Germany’s economy increasingly dependent on China (report)
According to a report prepared by the German Economic Institute (Institut der Deutschen Wirtschaft, IW), the country’s economy has become more dependent on China in the first half of 2022. Direct investment and its trade deficit are reaching new heights, despite the political pressure on Berlin to move away from Beijing.
At the same time, the growth of German exports to China has slowed considerably, which economists explain by a trend towards more local production in the Chinese market.
“The German economy is much more dependent on China than the other way around,” said Jürgen Matthes, the study’s author.
Beijing’s lukewarm stance on the war in Ukraine and its aggressive military posture toward Taiwan have placed German companies doing business in China under scrutiny.
“Yet, despite these dangers and problems, economic interdependencies with China moved in the wrong direction at a breakneck pace in the first half of 2022,” Matthes said.
China’s share of German imports rose to 12.4% in the first half of 2022 from just 3.4% in 2000. German imports of Chinese goods, in turn, increased in value by 45.7% year-on-year in the same period. period of the first six months.

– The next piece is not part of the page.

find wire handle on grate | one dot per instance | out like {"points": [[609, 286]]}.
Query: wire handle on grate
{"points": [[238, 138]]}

Germany’s trade deficit with the country had jumped to nearly 41 billion euros by mid-2022. The IW predicts that the trade deficit will only grow.
The study also found that German investment in China amounted to around 10 billion euros between January and June, far exceeding the previous semi-annual peak recorded since the start of the millennium of 6.2 billion euros.

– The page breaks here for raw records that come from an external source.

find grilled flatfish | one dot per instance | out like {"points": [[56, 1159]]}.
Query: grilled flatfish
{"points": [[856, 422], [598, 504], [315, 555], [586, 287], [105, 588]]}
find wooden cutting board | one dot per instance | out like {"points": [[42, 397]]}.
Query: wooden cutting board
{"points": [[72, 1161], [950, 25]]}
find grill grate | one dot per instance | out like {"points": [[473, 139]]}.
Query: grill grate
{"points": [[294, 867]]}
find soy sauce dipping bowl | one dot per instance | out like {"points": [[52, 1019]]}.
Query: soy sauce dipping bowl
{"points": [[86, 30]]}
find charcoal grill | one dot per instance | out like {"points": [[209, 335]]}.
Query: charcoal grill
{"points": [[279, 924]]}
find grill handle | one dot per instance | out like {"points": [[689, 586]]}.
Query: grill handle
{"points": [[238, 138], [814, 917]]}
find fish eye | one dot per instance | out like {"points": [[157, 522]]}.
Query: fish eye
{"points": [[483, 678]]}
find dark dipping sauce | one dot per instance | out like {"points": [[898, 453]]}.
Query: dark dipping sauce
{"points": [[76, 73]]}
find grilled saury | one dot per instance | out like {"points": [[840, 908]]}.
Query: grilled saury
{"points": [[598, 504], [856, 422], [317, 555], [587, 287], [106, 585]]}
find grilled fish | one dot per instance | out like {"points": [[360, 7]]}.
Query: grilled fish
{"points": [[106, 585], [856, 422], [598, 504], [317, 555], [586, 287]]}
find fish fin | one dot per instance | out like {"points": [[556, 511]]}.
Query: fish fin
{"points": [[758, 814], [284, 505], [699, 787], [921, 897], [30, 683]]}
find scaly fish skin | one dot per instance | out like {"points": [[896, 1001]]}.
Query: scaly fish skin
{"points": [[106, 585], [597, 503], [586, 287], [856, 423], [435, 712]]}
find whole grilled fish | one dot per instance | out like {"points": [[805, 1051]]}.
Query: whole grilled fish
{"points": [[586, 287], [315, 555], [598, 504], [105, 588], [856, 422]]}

“The Chinese sales market and the earnings expected there in the short term just seem too attractive,” Matthes said.
The Economic Institute report calls for a change in policy, in particular a reduction in incentives to do business with China and a move towards more trade with other emerging markets, particularly in Asia. Matthes also called on German companies to reduce their dependence on China. As he warns, any Western sanction imposed on Beijing, for example in the event of an invasion of Taiwan, would threaten particularly exposed companies with bankruptcy.
“Otherwise we risk finding ourselves in a ‘too big to fail’ situation as we have seen with the banks,” he said.